Me llamo Enrique Girona. Nací en Elche, una pequeña ciudad alicantina abrazada por la sierra y abanicada por las palmeras. Allí me gradué en Música por el Conservatorio Profesional de Música y en Periodismo por la Universidad Miguel Hernández. Actualmente, estudio Lengua y Literatura en la Universidad de Burgos en un intento por disimular mi escasa formación lingüística.

En 2016 trabajé como redactor de noticias y reportajes en el Servicio de Comunicación de la UMH durante un año, y tres años antes participé como guionista en el largometraje alicantino "El amor y otras desgracias". Ésta fue una experiencia que terminó por germinar mi pasión por crear historias.

Mi vida siempre ha estado sutilmente ligada a la música, pero sobre todo a las letras.
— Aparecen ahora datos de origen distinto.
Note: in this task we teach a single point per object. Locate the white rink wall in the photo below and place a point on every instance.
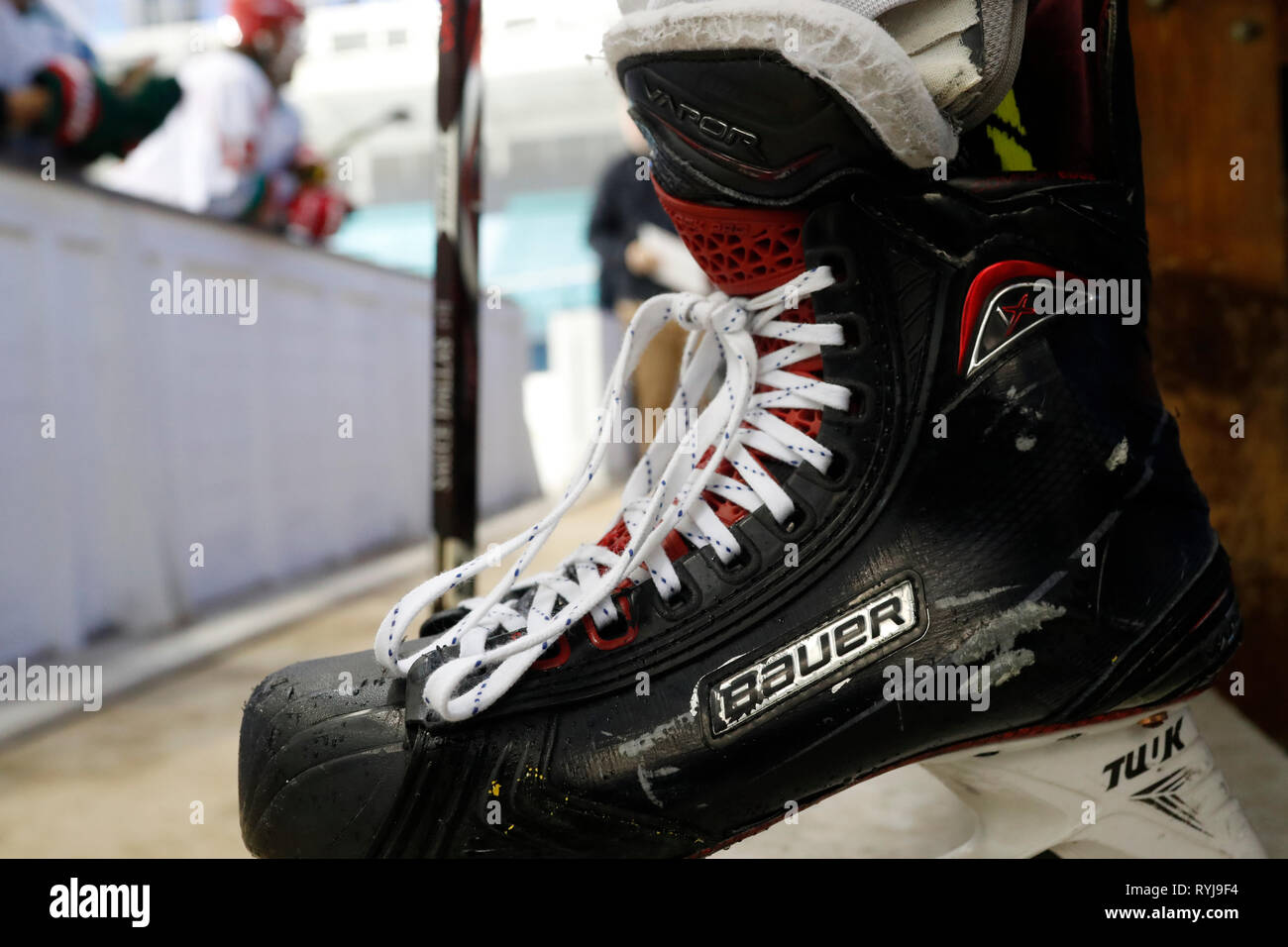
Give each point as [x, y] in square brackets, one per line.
[180, 429]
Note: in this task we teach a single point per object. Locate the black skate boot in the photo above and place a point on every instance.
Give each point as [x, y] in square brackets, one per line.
[931, 509]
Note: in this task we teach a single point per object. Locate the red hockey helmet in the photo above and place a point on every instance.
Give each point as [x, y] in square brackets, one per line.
[270, 20]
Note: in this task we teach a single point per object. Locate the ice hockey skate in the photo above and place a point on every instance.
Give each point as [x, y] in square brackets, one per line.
[931, 508]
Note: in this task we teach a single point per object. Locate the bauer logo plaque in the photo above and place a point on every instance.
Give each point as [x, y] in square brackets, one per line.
[854, 639]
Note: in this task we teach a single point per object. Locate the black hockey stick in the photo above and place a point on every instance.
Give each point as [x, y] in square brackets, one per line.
[455, 357]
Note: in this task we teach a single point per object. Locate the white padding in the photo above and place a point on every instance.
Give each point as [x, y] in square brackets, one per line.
[850, 53]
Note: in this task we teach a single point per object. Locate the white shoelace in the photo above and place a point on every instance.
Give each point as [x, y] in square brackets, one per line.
[721, 333]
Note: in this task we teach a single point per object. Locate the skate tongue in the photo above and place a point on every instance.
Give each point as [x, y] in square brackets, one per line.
[743, 252]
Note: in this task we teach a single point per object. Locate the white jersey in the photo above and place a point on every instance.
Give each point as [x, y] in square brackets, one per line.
[213, 154]
[30, 40]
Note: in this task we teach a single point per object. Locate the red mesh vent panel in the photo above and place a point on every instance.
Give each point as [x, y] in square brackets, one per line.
[743, 250]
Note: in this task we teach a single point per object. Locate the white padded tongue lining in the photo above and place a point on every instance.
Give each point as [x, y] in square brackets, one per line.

He ganado varios premios a nivel nacional e internacional a lo largo de mi carrera y, aunque el fracaso siempre ha sido una realidad, nunca he dejado de luchar por hacerme un hueco en el mundo de la escritura.

En 2017, por cosas de la vida, me mudé a Rusia. Allí quedé prendado de la blancura del invierno, y es también donde terminé echando raíces junto a la artista Daria Riabinina, mi eterna musa rusa.

Trabajé como profesor de español en varias academias de San Petersburgo; a destacar el Centro Español (2017 - 2018), el Centro Picasso (2018 - 2019), la Academia Hispaclub (2018 - 2019) y el Centro Hispanista (2021). Se puede decir que fue en Rusia donde descubrí mi verdadera vocación.

Por razones sobradamente conocidas, en febrero de 2022 me vi obligado a regresar a mi cálida y acogedora España. Actualmente prosigo mi tarea como profesor de español en línea y colaboro con algunos centros, como la Academia de Idiomas Zador de Alicante. Al mismo tiempo, compagino la docencia con trabajos puntuales de redacción para empresas.

En cuanto a mis aficiones, me gustan las cafeterías y los gatos, y a veces también escribo cosas. Escribo por gusto, para que otros me lean y para inmortalizar de algún modo lo que me he encontrado entre Europa y Rusia. No me considero escritor, ni mucho menos. Me gusta escribir historias desde pequeño, pero no fue hasta hace poco que encontré el valor para publicarlas.